We must say that, although some kind of “mission: transparency” and “we’d-love-to-hear-from-you” programmes are towering over the TTIP’s European mini-website, people don’t seem to be really informed about this gigantic partnership agreement. We are talking about one of the hottest topics of the last years in Brussels, which should have been dominating the scenes during this elections’ debates, and we know for sure that in many countries the minutes that the TV shows have dedicated to TTIP are less than the ones spent on talks about the candidates’ haircut. And if the European citizens are not really informed about the status of the negotiations or about the partnership agreement itself, the Americans don’t seem to be fully aware, let’s say.

During the exclusive interview the European Sting had with Mr Tim Bennett, Director General and CEO of the Transatlantic Business Council last week at EBS, he claimed that “the US population is less educated on TTIP than is European population at this particular time”. “Business community is very supportive of this trade agreement while most of the members of the US Congress don’t even know that the TTIP [negotiations] have even started, as the US population outside of Washington” he declared. “So if the question was -Do you support trade agreements?- the majority would say Yes, -Would you support a major trade agreement with Europe?- Yes, but if you ask about this agreement in particular they have no idea of what TTIP itself is”, he added.

Our stimulating conversation with Mr Bennett was enlightening also for another reason. As some of our readers might know, there is another major trade agreement which is allegedly warming the American hearts more than the TTIP’s doing, and this is called the Trans Pacific Partnership, the “TPP”, set to be signed with some of the most prominent economies of the Pacific area. Mr Bennet denied the fact that the TPP is gaining momentum against TTIP, stating that if the question was “Would you support a major trade agreement with Asia?” the American citizens support would be actually less passionate than about TTIP. “The sentiment in the US Congress among those who are at least vaguely aware of these two trade negotiations is more in favour of the Europe agreement”, Mr. Bennett underlined, before giving us an exclusive revelation. “I think it’s a possibility that the Pacific agreement will never come to conclusion, whereas I am very confident that the agreement between Europe and the United States is so important for economic and geopolitical reasons”.
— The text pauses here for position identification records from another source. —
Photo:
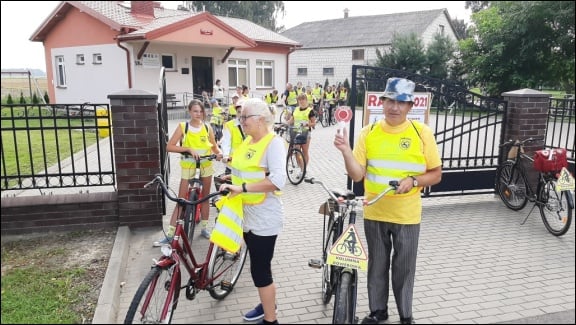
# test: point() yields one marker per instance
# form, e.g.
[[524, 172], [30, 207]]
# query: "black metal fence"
[[56, 146]]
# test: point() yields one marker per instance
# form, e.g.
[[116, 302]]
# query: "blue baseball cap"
[[399, 89]]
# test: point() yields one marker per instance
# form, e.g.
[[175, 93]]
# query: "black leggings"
[[261, 250]]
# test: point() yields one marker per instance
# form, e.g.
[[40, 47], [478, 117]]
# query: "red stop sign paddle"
[[343, 115]]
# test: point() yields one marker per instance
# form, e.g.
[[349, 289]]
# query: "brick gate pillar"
[[136, 157], [527, 116]]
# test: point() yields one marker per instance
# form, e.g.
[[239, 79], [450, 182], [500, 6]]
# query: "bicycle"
[[192, 212], [513, 188], [341, 278], [295, 162], [157, 296]]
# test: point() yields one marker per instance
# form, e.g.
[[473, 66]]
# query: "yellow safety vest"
[[392, 157], [232, 110], [217, 118], [235, 135], [246, 168], [200, 142], [227, 232], [271, 98]]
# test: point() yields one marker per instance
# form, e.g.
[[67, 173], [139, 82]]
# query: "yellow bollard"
[[102, 122]]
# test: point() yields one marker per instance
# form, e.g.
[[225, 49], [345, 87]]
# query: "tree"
[[439, 54], [521, 44], [263, 13], [406, 53]]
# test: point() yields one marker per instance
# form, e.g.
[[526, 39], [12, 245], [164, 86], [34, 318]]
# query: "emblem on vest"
[[250, 153], [405, 143]]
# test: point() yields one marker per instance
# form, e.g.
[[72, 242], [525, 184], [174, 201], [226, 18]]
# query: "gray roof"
[[362, 31], [116, 12]]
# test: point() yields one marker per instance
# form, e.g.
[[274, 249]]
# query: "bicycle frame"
[[158, 305]]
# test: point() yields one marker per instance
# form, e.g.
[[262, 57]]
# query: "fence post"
[[526, 117], [136, 157]]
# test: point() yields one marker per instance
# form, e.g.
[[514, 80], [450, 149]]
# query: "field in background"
[[15, 86]]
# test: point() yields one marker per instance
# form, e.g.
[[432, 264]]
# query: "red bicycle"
[[157, 296]]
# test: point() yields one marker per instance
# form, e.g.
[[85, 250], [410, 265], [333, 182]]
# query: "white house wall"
[[315, 60], [90, 82]]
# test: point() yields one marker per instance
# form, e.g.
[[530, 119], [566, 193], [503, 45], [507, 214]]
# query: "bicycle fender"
[[570, 199]]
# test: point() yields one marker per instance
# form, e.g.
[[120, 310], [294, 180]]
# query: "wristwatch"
[[414, 181]]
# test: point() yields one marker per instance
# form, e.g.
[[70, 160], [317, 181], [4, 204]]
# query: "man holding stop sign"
[[393, 148]]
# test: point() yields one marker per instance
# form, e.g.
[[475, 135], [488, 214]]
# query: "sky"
[[19, 21]]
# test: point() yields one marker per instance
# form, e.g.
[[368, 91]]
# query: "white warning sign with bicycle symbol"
[[348, 251]]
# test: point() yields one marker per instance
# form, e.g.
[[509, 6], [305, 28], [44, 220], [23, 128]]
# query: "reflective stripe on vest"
[[197, 141], [228, 232], [292, 98], [245, 167], [392, 157]]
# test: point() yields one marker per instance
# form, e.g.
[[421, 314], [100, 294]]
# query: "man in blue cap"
[[393, 148]]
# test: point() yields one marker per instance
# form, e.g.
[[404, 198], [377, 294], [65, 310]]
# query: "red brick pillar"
[[136, 157], [526, 117]]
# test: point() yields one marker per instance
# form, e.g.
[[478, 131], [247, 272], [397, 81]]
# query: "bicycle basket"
[[550, 160], [298, 135]]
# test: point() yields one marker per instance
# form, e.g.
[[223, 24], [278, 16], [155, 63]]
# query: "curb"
[[108, 301]]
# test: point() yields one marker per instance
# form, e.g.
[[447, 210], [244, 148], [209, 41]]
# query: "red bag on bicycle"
[[550, 160]]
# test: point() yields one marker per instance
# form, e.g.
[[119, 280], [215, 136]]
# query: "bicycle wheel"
[[295, 166], [555, 208], [512, 186], [344, 304], [190, 216], [156, 291], [224, 269]]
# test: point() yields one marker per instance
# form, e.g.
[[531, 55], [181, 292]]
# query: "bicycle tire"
[[151, 297], [190, 217], [512, 186], [324, 118], [294, 172], [555, 208], [329, 272], [344, 302], [231, 264]]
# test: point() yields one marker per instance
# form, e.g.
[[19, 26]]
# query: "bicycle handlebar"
[[181, 201], [520, 142], [393, 186]]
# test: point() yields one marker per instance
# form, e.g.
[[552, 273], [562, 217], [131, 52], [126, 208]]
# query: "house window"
[[169, 62], [264, 72], [97, 58], [358, 54], [60, 72], [328, 71], [237, 73], [79, 58]]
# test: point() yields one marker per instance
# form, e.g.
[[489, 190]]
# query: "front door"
[[202, 75]]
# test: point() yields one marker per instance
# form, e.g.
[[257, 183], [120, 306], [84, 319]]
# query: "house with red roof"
[[96, 48]]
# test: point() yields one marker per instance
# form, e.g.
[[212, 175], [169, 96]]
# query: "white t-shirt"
[[218, 92]]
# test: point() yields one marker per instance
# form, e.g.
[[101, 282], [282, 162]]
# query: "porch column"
[[136, 157], [527, 116]]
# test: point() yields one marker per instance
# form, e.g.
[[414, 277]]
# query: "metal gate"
[[163, 133], [467, 128]]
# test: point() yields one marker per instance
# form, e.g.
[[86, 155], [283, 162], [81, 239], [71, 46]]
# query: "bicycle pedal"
[[315, 263], [226, 285]]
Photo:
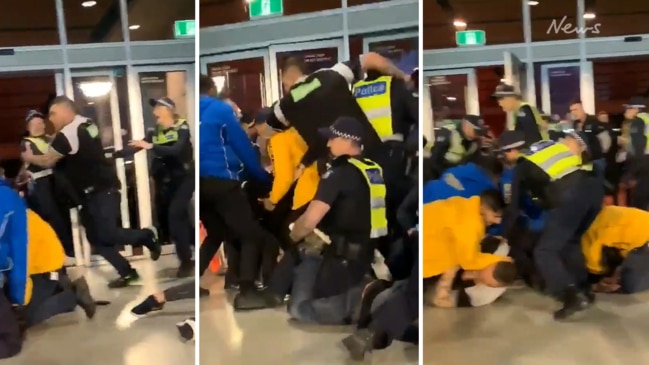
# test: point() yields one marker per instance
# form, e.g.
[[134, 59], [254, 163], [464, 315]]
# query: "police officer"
[[551, 172], [527, 118], [41, 192], [95, 181], [636, 144], [392, 109], [456, 142], [171, 145], [349, 207]]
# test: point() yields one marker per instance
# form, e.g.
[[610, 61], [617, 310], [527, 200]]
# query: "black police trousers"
[[558, 255], [226, 215]]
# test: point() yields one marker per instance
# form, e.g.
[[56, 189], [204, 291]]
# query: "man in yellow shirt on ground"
[[616, 250]]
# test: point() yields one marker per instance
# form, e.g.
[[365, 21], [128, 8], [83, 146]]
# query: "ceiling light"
[[95, 89]]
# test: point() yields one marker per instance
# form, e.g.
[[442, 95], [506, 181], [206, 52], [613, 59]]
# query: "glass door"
[[96, 95], [177, 83], [243, 78], [316, 55]]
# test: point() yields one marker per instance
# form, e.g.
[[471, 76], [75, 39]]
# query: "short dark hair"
[[205, 85], [295, 62], [64, 100], [493, 199], [505, 272]]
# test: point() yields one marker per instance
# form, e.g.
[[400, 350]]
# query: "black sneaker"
[[84, 298], [186, 270], [154, 246], [124, 281]]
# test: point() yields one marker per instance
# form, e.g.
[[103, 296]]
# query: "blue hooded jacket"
[[225, 149], [464, 181], [13, 242]]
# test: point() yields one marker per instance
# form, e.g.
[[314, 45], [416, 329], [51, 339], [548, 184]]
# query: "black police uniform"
[[42, 190], [572, 203], [95, 181]]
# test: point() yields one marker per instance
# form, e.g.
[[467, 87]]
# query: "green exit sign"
[[471, 38], [264, 8], [184, 28]]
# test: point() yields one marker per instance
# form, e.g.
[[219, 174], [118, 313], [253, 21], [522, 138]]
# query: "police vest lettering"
[[645, 118], [374, 98], [374, 176], [554, 158]]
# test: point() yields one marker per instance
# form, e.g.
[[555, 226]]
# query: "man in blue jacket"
[[225, 151]]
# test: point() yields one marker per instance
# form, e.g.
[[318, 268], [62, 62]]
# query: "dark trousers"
[[227, 215], [41, 200], [100, 217], [49, 298], [558, 254], [180, 224]]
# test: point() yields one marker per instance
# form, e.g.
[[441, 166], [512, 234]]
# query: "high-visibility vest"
[[374, 98], [540, 123], [374, 176], [554, 158]]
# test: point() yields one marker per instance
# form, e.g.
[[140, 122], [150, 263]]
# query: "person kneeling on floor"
[[32, 258], [453, 230], [616, 249]]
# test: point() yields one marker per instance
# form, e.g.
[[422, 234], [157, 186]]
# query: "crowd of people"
[[70, 169], [305, 194], [530, 207]]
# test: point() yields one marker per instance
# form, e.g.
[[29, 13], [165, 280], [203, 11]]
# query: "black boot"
[[574, 301]]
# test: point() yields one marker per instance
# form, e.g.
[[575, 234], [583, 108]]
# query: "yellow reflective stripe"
[[377, 197], [377, 107]]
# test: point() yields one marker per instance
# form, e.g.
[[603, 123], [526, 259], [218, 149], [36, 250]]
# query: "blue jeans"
[[334, 310]]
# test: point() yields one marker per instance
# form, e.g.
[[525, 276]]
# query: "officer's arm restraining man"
[[636, 145], [552, 173], [527, 118], [94, 179]]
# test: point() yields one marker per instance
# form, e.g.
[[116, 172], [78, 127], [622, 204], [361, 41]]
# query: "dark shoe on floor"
[[186, 270], [84, 298], [250, 300], [186, 329], [154, 246], [124, 281], [573, 302], [358, 344]]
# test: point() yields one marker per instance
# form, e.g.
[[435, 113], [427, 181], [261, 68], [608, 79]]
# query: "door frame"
[[79, 238], [258, 53], [384, 38], [471, 98], [275, 82]]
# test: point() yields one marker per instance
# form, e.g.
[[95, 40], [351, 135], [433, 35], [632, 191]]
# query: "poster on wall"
[[564, 87], [153, 86]]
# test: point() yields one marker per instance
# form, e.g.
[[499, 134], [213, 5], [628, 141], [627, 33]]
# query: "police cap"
[[504, 90]]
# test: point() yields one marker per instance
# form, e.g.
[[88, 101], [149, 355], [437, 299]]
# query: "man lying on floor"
[[616, 249], [31, 261], [453, 230]]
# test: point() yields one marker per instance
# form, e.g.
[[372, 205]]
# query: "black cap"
[[344, 127], [511, 140], [637, 102], [163, 102], [503, 90], [477, 123], [33, 114], [579, 137]]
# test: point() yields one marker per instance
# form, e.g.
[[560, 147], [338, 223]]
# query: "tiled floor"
[[268, 337], [519, 330], [71, 339]]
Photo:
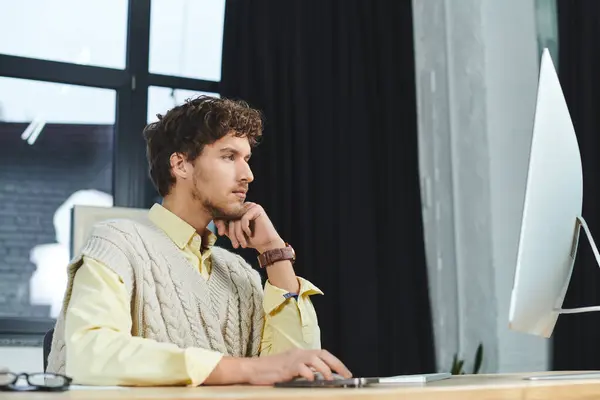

The TTIP talks started one year ago, and are now already at the fifth round. Regulatory coherence on chemicals and cosmetics, on pharmaceutical products, motor vehicles and clothing is one of the main points of discussion of the US based talks this week. The final adjustments on the Partnership were expected to come by the end of this year initially, however many say this has never been said. Most of people that work on this major trade agreement see the first official draft to be submitted to the EU Commission and US Congress for their consideration in January-April 2016, and hope the final agreement to conclude by late spring 2016. Mr Bennett was clear about his time expectations on the conclusion of the TTIP during the exclusive interview at the European Sting pavilion on European Business Summit 2014.